Under this section it is the well-settled rule that "mere knowledge of facts sufficient to put a prudent man on inquiry, without actual knowledge, or more suspicion of an infirmity or defect of title, does not preclude the transferee from occupying the position of a holder in due course, unless the circumstances or suspicions are so cogent and obvious that to remain passive would amount to bad faith. ... [T]his rule is subject to the qualification that 'where the circumstances are such as to justify the conclusion that the failure to make inquiry arose from a suspicion that inquiry would disclose a vice or defect in the instrument or transaction, such indorsee is charged with knowledge.' " (Popp v. Exchange Bank, 189 Cal. 296, 303 [208 P. 113]; Jordan v. Grover, 99 Cal. 194 [33 P. 898]; Robb v. Cardoza, 110 Cal.App. 116 [293 P. 851]; Silberschmidt v. Moran, 79 Cal.App. 533, 539 [250 P. 205]; 10 C.J.S. 324, pp. 818-820; Walker v. Commercial Credit Co. (Tex.Civ.App.), 107 S.W.2d 688.)

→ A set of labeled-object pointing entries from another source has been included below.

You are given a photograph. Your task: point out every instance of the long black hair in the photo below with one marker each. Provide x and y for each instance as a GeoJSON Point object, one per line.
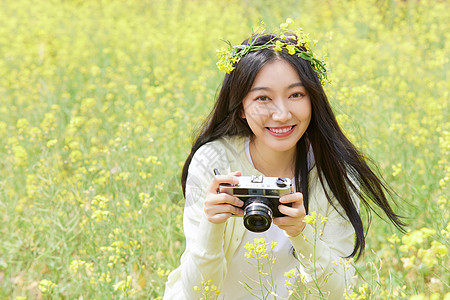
{"type": "Point", "coordinates": [337, 160]}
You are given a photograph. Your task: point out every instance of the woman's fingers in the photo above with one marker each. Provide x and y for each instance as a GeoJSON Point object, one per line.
{"type": "Point", "coordinates": [223, 179]}
{"type": "Point", "coordinates": [220, 206]}
{"type": "Point", "coordinates": [292, 223]}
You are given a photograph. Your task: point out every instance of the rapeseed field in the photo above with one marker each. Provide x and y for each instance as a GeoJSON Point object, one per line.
{"type": "Point", "coordinates": [100, 101]}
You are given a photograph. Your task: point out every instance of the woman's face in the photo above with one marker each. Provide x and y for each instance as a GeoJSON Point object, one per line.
{"type": "Point", "coordinates": [277, 108]}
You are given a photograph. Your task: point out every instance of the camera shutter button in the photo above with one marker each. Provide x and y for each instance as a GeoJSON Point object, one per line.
{"type": "Point", "coordinates": [281, 182]}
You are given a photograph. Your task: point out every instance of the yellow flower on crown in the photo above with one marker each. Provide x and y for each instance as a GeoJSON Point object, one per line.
{"type": "Point", "coordinates": [296, 42]}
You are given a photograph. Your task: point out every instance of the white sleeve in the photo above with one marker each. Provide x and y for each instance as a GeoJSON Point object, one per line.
{"type": "Point", "coordinates": [204, 257]}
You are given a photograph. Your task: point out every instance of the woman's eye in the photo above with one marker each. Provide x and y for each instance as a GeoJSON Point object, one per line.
{"type": "Point", "coordinates": [297, 95]}
{"type": "Point", "coordinates": [262, 98]}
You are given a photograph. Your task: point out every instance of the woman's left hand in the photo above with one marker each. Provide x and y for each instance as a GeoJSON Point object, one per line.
{"type": "Point", "coordinates": [292, 223]}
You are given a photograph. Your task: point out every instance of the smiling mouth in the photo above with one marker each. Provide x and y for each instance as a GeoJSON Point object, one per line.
{"type": "Point", "coordinates": [281, 129]}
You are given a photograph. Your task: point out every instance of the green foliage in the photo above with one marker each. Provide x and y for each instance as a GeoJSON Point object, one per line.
{"type": "Point", "coordinates": [99, 100]}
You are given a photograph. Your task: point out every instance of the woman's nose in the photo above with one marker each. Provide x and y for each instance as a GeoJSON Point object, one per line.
{"type": "Point", "coordinates": [281, 111]}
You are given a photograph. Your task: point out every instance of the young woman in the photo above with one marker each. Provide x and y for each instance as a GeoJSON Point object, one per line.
{"type": "Point", "coordinates": [272, 118]}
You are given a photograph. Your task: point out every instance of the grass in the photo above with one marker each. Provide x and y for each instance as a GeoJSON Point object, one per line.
{"type": "Point", "coordinates": [99, 102]}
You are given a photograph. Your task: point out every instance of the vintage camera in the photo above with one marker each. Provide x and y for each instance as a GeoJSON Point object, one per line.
{"type": "Point", "coordinates": [261, 197]}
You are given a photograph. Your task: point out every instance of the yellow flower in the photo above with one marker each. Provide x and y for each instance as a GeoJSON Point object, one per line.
{"type": "Point", "coordinates": [278, 46]}
{"type": "Point", "coordinates": [291, 49]}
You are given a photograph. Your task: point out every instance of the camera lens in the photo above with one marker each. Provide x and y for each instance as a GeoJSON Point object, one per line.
{"type": "Point", "coordinates": [257, 215]}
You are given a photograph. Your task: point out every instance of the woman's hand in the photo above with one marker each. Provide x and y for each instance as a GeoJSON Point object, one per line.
{"type": "Point", "coordinates": [292, 223]}
{"type": "Point", "coordinates": [220, 206]}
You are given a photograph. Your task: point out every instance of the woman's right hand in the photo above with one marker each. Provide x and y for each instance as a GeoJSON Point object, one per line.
{"type": "Point", "coordinates": [220, 206]}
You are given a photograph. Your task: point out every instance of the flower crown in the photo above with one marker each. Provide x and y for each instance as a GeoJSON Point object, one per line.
{"type": "Point", "coordinates": [296, 42]}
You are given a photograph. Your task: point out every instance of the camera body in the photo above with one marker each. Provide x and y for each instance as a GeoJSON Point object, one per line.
{"type": "Point", "coordinates": [261, 197]}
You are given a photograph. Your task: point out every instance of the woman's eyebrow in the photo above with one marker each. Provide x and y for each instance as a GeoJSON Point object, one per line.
{"type": "Point", "coordinates": [257, 88]}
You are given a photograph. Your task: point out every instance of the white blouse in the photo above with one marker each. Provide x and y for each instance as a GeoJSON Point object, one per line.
{"type": "Point", "coordinates": [243, 276]}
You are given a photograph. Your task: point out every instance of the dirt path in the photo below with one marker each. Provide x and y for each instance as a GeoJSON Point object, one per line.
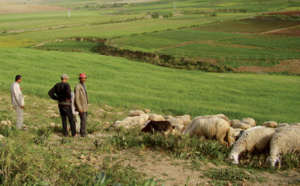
{"type": "Point", "coordinates": [292, 66]}
{"type": "Point", "coordinates": [280, 30]}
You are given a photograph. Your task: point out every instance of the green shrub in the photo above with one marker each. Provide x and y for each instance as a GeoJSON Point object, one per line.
{"type": "Point", "coordinates": [291, 160]}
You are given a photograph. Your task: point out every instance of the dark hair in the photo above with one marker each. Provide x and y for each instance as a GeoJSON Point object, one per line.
{"type": "Point", "coordinates": [18, 77]}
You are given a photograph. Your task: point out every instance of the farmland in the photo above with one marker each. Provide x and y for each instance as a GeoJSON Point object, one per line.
{"type": "Point", "coordinates": [103, 39]}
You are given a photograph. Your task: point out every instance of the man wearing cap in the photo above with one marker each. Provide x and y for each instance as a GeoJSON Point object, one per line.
{"type": "Point", "coordinates": [62, 93]}
{"type": "Point", "coordinates": [17, 100]}
{"type": "Point", "coordinates": [81, 102]}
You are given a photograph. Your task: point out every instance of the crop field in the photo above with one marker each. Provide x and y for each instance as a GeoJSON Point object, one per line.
{"type": "Point", "coordinates": [123, 83]}
{"type": "Point", "coordinates": [139, 54]}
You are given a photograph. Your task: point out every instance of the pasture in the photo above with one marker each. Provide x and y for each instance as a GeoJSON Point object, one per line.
{"type": "Point", "coordinates": [241, 34]}
{"type": "Point", "coordinates": [124, 83]}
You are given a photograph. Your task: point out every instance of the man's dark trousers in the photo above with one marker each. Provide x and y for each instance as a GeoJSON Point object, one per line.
{"type": "Point", "coordinates": [66, 112]}
{"type": "Point", "coordinates": [83, 117]}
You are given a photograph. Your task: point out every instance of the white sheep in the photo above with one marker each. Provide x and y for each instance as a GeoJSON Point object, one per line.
{"type": "Point", "coordinates": [147, 111]}
{"type": "Point", "coordinates": [186, 119]}
{"type": "Point", "coordinates": [178, 127]}
{"type": "Point", "coordinates": [136, 121]}
{"type": "Point", "coordinates": [175, 121]}
{"type": "Point", "coordinates": [253, 140]}
{"type": "Point", "coordinates": [156, 117]}
{"type": "Point", "coordinates": [243, 126]}
{"type": "Point", "coordinates": [4, 123]}
{"type": "Point", "coordinates": [249, 121]}
{"type": "Point", "coordinates": [213, 128]}
{"type": "Point", "coordinates": [203, 117]}
{"type": "Point", "coordinates": [285, 140]}
{"type": "Point", "coordinates": [282, 125]}
{"type": "Point", "coordinates": [234, 121]}
{"type": "Point", "coordinates": [133, 113]}
{"type": "Point", "coordinates": [167, 117]}
{"type": "Point", "coordinates": [270, 124]}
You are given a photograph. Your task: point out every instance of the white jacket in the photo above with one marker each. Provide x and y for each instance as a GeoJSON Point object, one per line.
{"type": "Point", "coordinates": [17, 98]}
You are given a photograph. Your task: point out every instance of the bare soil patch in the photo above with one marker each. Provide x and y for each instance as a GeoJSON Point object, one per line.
{"type": "Point", "coordinates": [294, 31]}
{"type": "Point", "coordinates": [260, 24]}
{"type": "Point", "coordinates": [288, 13]}
{"type": "Point", "coordinates": [15, 8]}
{"type": "Point", "coordinates": [291, 66]}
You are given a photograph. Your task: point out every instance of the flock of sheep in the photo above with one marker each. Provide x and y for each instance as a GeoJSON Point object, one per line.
{"type": "Point", "coordinates": [247, 139]}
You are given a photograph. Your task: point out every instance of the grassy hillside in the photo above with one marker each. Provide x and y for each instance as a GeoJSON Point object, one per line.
{"type": "Point", "coordinates": [123, 83]}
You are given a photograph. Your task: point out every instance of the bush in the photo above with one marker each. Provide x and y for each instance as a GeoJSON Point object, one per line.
{"type": "Point", "coordinates": [291, 160]}
{"type": "Point", "coordinates": [155, 15]}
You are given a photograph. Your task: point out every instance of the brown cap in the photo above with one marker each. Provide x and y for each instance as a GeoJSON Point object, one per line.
{"type": "Point", "coordinates": [65, 76]}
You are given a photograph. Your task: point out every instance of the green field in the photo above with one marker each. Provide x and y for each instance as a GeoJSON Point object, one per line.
{"type": "Point", "coordinates": [233, 33]}
{"type": "Point", "coordinates": [123, 83]}
{"type": "Point", "coordinates": [192, 32]}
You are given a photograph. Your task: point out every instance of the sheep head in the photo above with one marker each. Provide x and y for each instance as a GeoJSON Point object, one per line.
{"type": "Point", "coordinates": [234, 158]}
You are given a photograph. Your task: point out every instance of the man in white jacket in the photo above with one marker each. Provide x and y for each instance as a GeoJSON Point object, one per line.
{"type": "Point", "coordinates": [17, 100]}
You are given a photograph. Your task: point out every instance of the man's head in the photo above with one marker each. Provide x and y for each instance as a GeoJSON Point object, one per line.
{"type": "Point", "coordinates": [18, 78]}
{"type": "Point", "coordinates": [64, 77]}
{"type": "Point", "coordinates": [82, 78]}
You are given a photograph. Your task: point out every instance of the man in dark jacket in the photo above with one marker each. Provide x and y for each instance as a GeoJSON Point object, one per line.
{"type": "Point", "coordinates": [61, 92]}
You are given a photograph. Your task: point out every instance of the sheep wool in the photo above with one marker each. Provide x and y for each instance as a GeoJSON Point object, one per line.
{"type": "Point", "coordinates": [156, 117]}
{"type": "Point", "coordinates": [243, 126]}
{"type": "Point", "coordinates": [213, 128]}
{"type": "Point", "coordinates": [270, 124]}
{"type": "Point", "coordinates": [286, 140]}
{"type": "Point", "coordinates": [130, 122]}
{"type": "Point", "coordinates": [256, 139]}
{"type": "Point", "coordinates": [234, 121]}
{"type": "Point", "coordinates": [186, 119]}
{"type": "Point", "coordinates": [249, 121]}
{"type": "Point", "coordinates": [282, 125]}
{"type": "Point", "coordinates": [203, 117]}
{"type": "Point", "coordinates": [175, 121]}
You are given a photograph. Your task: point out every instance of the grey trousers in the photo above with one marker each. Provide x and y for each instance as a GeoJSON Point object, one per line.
{"type": "Point", "coordinates": [83, 117]}
{"type": "Point", "coordinates": [19, 117]}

The facts here alleged would if established justify the conclusion that the failure of the defendant California Bank to make inquiry arose from a suspicion that inquiry would disclose a vice or defect in the instrument. As against this defendant the amended complaint states a cause of action.
As against the defendant California Bank the judgment of dismissal is reversed. As against the defendant Security-First National Bank of Los Angeles the judgment is affirmed.
Gibson, C.J., Edmonds, J., Carter, J., Traynor, J., Schauer, J., and Spence, J., concurred.